Peta politik di Aceh kini diwarnai dengan kehadiran Partai Perjuangan Aceh (PPA), sebuah partai lokal baru yang mengusung visi perubahan bagi masyarakat Serambi Mekkah. Dengan jargon "Pilihan Baru Bansigom Rakyat Aceh", partai ini memosisikan diri sebagai wadah inklusif yang merangkul seluruh elemen masyarakat guna menghadirkan arah baru pembangunan daerah.
Sekretaris Jenderal PPA, T. Rayuan Sukma, menegaskan bahwa partai ini didirikan bukan sekadar sebagai kendaraan politik praktis, melainkan menjadi rumah besar perjuangan kolektif. Untuk itu, PPA merangkul pengurus dari berbagai latar belakang profesi, mulai dari akademisi, mantan birokrat, pengusaha, purnawirawan TNI/Polri, hingga tokoh pemuda dan keterwakilan perempuan.

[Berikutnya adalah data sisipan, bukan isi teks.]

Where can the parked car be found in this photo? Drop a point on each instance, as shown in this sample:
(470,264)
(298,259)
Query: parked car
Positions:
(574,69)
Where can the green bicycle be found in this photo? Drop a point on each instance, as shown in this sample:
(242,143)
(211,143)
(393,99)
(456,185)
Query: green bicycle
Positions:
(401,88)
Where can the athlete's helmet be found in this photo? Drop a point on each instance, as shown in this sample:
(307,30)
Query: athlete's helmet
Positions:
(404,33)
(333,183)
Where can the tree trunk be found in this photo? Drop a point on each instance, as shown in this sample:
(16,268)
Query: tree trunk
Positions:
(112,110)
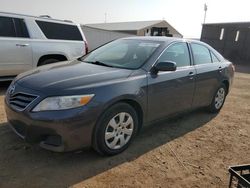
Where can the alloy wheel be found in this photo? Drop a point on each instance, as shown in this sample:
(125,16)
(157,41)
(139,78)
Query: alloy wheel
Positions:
(119,130)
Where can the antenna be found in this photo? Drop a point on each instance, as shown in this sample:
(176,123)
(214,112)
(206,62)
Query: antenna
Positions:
(205,13)
(105,21)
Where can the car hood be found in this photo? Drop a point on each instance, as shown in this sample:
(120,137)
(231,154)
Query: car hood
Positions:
(69,75)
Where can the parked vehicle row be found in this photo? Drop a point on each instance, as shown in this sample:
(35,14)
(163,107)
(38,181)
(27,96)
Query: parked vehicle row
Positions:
(104,98)
(27,42)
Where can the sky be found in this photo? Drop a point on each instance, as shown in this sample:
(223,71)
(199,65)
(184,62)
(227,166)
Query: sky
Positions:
(186,16)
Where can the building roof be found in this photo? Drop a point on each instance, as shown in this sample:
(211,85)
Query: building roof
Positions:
(125,26)
(227,23)
(129,26)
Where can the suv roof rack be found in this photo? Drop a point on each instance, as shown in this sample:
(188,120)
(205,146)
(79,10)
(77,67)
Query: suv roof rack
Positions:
(45,16)
(41,16)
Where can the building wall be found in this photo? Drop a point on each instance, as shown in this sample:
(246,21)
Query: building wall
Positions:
(236,51)
(97,37)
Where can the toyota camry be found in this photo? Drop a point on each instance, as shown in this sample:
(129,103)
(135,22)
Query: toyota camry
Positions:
(104,98)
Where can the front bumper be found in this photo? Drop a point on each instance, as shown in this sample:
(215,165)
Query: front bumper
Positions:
(58,131)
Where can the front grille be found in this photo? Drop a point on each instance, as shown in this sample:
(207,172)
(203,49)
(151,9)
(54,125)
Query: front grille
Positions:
(20,101)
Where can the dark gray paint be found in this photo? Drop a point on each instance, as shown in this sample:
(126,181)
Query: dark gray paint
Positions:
(157,95)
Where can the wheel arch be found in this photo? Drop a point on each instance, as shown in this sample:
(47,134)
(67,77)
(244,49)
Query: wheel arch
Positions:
(226,83)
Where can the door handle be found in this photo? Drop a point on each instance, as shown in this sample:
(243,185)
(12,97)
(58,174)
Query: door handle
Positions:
(22,45)
(220,69)
(191,75)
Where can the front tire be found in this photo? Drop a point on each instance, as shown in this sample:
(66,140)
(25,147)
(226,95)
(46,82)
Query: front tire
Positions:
(116,129)
(218,99)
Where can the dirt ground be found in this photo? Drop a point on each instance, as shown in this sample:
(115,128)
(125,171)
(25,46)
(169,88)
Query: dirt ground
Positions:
(193,150)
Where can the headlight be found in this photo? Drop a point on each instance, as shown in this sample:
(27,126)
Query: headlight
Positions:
(63,102)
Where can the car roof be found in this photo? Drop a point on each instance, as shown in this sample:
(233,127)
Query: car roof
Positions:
(164,39)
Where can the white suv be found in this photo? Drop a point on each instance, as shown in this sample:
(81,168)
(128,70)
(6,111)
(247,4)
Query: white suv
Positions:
(27,42)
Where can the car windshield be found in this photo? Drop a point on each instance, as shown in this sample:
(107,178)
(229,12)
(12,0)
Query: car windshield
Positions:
(123,53)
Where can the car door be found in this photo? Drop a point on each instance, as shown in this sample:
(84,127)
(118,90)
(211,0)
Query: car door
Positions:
(15,49)
(172,92)
(208,76)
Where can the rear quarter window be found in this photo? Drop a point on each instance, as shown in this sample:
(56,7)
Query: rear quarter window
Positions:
(7,28)
(59,31)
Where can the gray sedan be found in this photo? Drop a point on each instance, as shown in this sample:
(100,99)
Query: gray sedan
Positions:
(104,98)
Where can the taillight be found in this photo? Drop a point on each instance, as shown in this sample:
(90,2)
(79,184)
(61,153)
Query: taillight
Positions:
(86,47)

Salah satu nilai tawar utama PPA terletak pada sosok nakhodanya, Prof. Adjunct Dr. Marniati, S.E., M.Kes. Berlatar belakang akademisi sekaligus pengusaha, ia dinilai memiliki jejaring yang kuat baik di tingkat nasional maupun internasional. Jaringan ini diharapkan mampu membuka keran investasi dan kerja sama strategis demi mengoptimalkan potensi lokal Aceh ke kancah global.
Langkah nyata dari pemanfaatan jaringan internasional ini salah satunya terwujud lewat pendirian Akademi Sepak Bola ASSIPA-SIS di Aceh. Program pembinaan olahraga usia muda ini mengadopsi standar dan sistem pelatihan yang terkoneksi langsung dengan jaringan sepak bola Spanyol, sebagai upaya meningkatkan kapasitas sumber daya manusia lokal.
Saat ini, PPA tengah gencar memperkuat struktur organisasi secara masif dari tingkat kabupaten/kota hingga ke pelosok desa. Konsolidasi internal ini dilakukan guna memastikan mesin partai siap bergerak menyerap aspirasi dan memberikan solusi nyata bagi kesejahteraan masyarakat Aceh.